This thesis investigates the learning issue for mobile robots playing the differential forms of the pursuit-evasion (PE) game by proposing different learning algorithms. The intended learning algorithms are used to reduce (1) the computational requirements as much as possible, without affecting the overall performance of the learning algorithm, (2) the learning time, and (3) the capture time and the possibility of collision among the pursuers, and to deal with multi-robot PE game with a single superior evader.
The computational complexity is reduced by examining four methods of parameter tuning for the Q-Learning Fuzzy Inference System (QFIS) algorithm to decide which parameters are the best to tune and which parameters have a little impact on the performance.

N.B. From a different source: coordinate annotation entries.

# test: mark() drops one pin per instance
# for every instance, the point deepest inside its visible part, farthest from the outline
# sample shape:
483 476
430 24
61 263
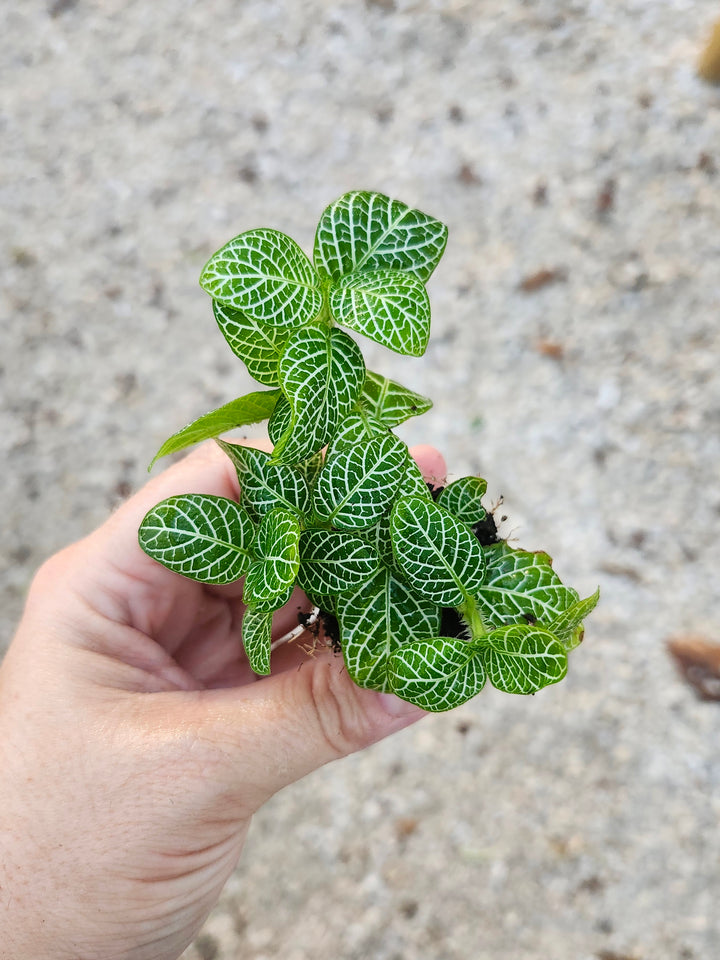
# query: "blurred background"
575 156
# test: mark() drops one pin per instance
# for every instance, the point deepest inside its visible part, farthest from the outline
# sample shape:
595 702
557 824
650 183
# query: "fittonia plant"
430 603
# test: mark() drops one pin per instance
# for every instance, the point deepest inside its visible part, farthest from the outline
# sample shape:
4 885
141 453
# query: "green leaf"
568 626
333 562
277 558
357 484
258 345
390 401
378 618
265 486
521 587
275 602
257 639
436 674
440 557
357 427
321 373
264 274
381 539
462 498
252 408
310 468
281 419
369 231
324 602
523 659
203 537
387 306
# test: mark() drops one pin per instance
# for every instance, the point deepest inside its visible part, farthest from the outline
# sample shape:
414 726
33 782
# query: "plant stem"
297 631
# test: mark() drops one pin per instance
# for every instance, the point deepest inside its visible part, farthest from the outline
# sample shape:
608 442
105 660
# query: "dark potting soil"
451 624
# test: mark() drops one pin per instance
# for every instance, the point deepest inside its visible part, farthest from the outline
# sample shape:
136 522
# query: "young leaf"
387 306
265 486
310 468
277 558
356 484
257 639
462 499
258 345
440 557
377 619
436 674
280 420
324 602
523 659
521 587
252 408
567 627
321 373
204 537
369 231
357 427
390 402
332 562
264 274
275 602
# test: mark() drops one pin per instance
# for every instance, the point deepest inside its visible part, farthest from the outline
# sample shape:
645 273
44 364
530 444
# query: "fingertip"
431 462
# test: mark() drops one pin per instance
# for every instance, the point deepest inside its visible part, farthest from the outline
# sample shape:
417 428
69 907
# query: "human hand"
136 744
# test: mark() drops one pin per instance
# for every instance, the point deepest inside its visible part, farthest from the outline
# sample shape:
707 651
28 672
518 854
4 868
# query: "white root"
297 631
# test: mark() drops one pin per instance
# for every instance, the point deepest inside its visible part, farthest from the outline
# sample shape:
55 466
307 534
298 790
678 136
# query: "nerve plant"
429 601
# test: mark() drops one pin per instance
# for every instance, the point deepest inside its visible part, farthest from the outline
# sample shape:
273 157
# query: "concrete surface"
556 135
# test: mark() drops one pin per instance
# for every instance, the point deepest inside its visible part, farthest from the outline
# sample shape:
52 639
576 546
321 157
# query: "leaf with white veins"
368 231
568 626
264 274
257 639
264 485
436 674
356 484
277 560
258 345
252 408
204 537
321 373
377 619
332 562
390 402
440 557
387 306
280 421
462 498
357 427
523 659
521 587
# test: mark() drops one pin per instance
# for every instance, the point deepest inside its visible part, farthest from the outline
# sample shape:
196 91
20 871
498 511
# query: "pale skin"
136 744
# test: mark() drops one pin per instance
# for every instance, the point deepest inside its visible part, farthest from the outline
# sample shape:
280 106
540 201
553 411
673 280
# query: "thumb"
287 725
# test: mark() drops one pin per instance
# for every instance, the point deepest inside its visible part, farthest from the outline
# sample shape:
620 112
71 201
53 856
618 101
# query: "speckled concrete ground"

Then, two learning algorithms are proposed to reduce the learning time. The first one uses a two-stage learning technique that combines the PSO-based fuzzy logic control (FLC) algorithm with the QFIS algorithm. The PSO algorithm is used as a global optimizer, whereas the QFIS algorithm is used as a local optimizer. The second one is a modified version of the fuzzy-actor critic learning (FACL) algorithm, which is called fuzzy actor-critic learning Automaton (FACLA) algorithm. It uses the continuous actor-critic learning Automaton (CACLA) algorithm to tune the parameters of the FIS.
After that, a decentralized learning technique is proposed to enable a group of two pursuers or more to capture a single inferior evader. It uses the FACLA algorithm together with the Kalman filter technique to reduce the capture time and to reduce the collision possibility among the pursuers. No communication among the pursuers is assumed. Finally, a decentralized learning algorithm is suggested and applied successfully for the case of multi-robot PE game with a single superior evader, in which all the players have similar speeds. A new reward function is suggested and used as a guide for the pursuer to move either to the intercepted point with the evader or to move in parallel with the evader depending on whether the pursuer can capture the evader or not. Simulation results show the feasibility of the proposed learning algorithms.